Efforts by Toronto directors dominated the announcements for TIFF’s Canadian component at a press conference at the Royal York this afternoon. Returning filmmakers with full-length works in the mix included Sarah Polley (who presents her first documentary, Stories We Tell, which debuts at Venice later this month), Sudz Sutherland (with Home Again, his first dramatic feature since 2003’s very fine Love, Sex and Eating the Bones), Michael McGowan (with Still, a based-on-true-life tale starring James Cromwell and Genevieve Bujold, neither of whom will be singing any songs leftover from the director’s 2010 TIFF opener Score: A Hockey Musical) and Rob Stewart (with Revolution, a follow-up to his doc hit Sharkwater).
Meanwhile, the fest’s requisite Cronenberg slot was occupied by Antiviral, the first feature by David’s son Brandon, which received a mixed reception at Cannes but is still plenty intriguing to those of us who like the creepy stuff (and Sarah Gadon, too).
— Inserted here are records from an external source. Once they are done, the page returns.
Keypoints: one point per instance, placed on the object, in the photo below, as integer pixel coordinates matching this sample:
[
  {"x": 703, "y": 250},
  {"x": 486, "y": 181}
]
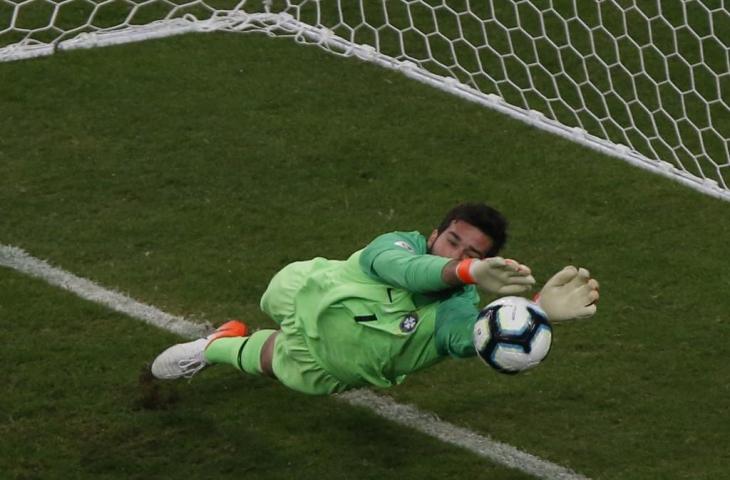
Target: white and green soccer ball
[{"x": 512, "y": 334}]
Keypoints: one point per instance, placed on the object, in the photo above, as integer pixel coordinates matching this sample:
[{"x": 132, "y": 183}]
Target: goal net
[{"x": 648, "y": 82}]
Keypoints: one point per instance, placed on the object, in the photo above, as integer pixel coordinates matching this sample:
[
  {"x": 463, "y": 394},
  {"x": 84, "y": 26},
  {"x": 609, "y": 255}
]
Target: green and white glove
[
  {"x": 496, "y": 275},
  {"x": 570, "y": 293}
]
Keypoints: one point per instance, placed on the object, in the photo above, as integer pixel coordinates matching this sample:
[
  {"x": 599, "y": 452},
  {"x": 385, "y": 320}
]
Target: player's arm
[
  {"x": 502, "y": 276},
  {"x": 400, "y": 259}
]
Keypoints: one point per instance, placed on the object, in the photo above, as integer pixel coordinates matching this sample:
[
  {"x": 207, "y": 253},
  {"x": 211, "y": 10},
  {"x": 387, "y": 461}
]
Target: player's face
[{"x": 460, "y": 240}]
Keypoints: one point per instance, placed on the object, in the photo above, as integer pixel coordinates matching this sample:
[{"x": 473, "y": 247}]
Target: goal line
[{"x": 406, "y": 415}]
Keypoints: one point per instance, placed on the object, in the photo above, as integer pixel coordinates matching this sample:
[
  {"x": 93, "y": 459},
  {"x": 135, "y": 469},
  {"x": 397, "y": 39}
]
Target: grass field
[{"x": 186, "y": 172}]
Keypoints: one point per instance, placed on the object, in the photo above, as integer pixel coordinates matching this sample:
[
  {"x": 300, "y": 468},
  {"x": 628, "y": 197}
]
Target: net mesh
[{"x": 649, "y": 80}]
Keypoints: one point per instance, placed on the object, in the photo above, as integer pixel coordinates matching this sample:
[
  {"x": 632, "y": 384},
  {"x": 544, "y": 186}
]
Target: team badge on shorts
[{"x": 409, "y": 322}]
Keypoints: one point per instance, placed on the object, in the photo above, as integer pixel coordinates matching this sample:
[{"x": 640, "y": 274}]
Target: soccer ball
[{"x": 512, "y": 334}]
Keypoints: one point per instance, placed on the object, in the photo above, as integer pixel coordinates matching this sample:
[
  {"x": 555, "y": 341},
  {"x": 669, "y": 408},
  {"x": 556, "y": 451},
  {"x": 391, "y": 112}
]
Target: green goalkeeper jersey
[{"x": 385, "y": 312}]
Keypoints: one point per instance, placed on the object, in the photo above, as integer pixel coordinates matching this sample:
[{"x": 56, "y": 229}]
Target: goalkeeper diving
[{"x": 404, "y": 302}]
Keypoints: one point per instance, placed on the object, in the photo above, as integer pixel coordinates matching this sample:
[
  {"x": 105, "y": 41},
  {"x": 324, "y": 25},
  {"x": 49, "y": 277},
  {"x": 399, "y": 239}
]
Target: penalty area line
[{"x": 384, "y": 406}]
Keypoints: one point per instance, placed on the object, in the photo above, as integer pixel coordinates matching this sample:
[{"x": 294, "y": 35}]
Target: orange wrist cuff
[{"x": 462, "y": 271}]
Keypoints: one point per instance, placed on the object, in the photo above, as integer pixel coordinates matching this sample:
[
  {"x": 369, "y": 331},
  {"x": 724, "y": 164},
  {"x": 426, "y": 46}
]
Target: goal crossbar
[{"x": 440, "y": 46}]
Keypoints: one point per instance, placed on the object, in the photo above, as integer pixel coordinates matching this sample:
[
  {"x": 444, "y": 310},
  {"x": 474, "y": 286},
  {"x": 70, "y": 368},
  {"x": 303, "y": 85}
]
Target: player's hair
[{"x": 487, "y": 219}]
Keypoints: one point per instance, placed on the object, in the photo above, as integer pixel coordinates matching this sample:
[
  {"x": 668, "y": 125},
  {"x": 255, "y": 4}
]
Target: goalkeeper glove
[
  {"x": 570, "y": 293},
  {"x": 496, "y": 275}
]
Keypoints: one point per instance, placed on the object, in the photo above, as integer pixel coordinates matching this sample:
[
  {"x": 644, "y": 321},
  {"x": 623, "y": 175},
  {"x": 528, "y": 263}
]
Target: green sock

We’re also super-stoked to see that Tower—the first feature by director Kazik Radwanski and producer Dan Montgomery, the young team behind some of the most striking short films ever made in these parts—will make its North American premiere after its imminent debut at the Locarno festival. The equally industrious Anita Doron made the cut with her latest feature, The Lesser Blessed, as did the directorial team of Jason Lapeyre and Robert Wilson with I Declare War, a thoroughly crazy-looking, kid-centric action flick (see the trailer here). Bosnian-born York grad Igor Drljaca is also in the Discovery section with Krivina, a drama about a young man who returns from Toronto to the village he fled years before. Another Discovery entry, Kate Mellville’s high-school comedy Picture Day was shot at over 25 locations in Toronto last November.
These additions bolster the Toronto content in a program that already includes Gala slots for Deepa Mehta’s Midnight’s Children and Ruba Nadda’s Inescapable as well as new docs by Simon Ennis (Lunarcy!), Peter Mettler (The End of Time), Jamie Kastner (The Secret Disco Revolution) and Barry Avrich (Show Stopper). And let’s not forget Short Cuts Canada, which includes fresh entries by locals like Dylan Reibling, Dusty Mancinelli and Aaron Phelan.
Canadian fare at TIFF also includes local premieres for Kim Nguyen’s Tribeca prizewinner Rebelle, Quebec whiz kid Xavier Dolan’s third feature, Laurence Anyways, Montreal filmmaker Rafael Ouellet’s fourth feature, Camion, and Liverpool, the first in far too long by 2 Secondes director Manon Briand. World premieres of new films by Vancouver maverick Bruce Sweeney (The Crimes of Mike Recket), Winnipeg auteur Sean Garrity (My Awkward Sexual Adventure) and Quebecois master Bernard Emond (Tout ce que tu possedes) will hopefully provoke the same feelings of patriotism in Canadian moviegoers that viewers of the Olympics have been basking in. If TIFF starts giving out bronze medals, we’d surely win a bunch of those, too.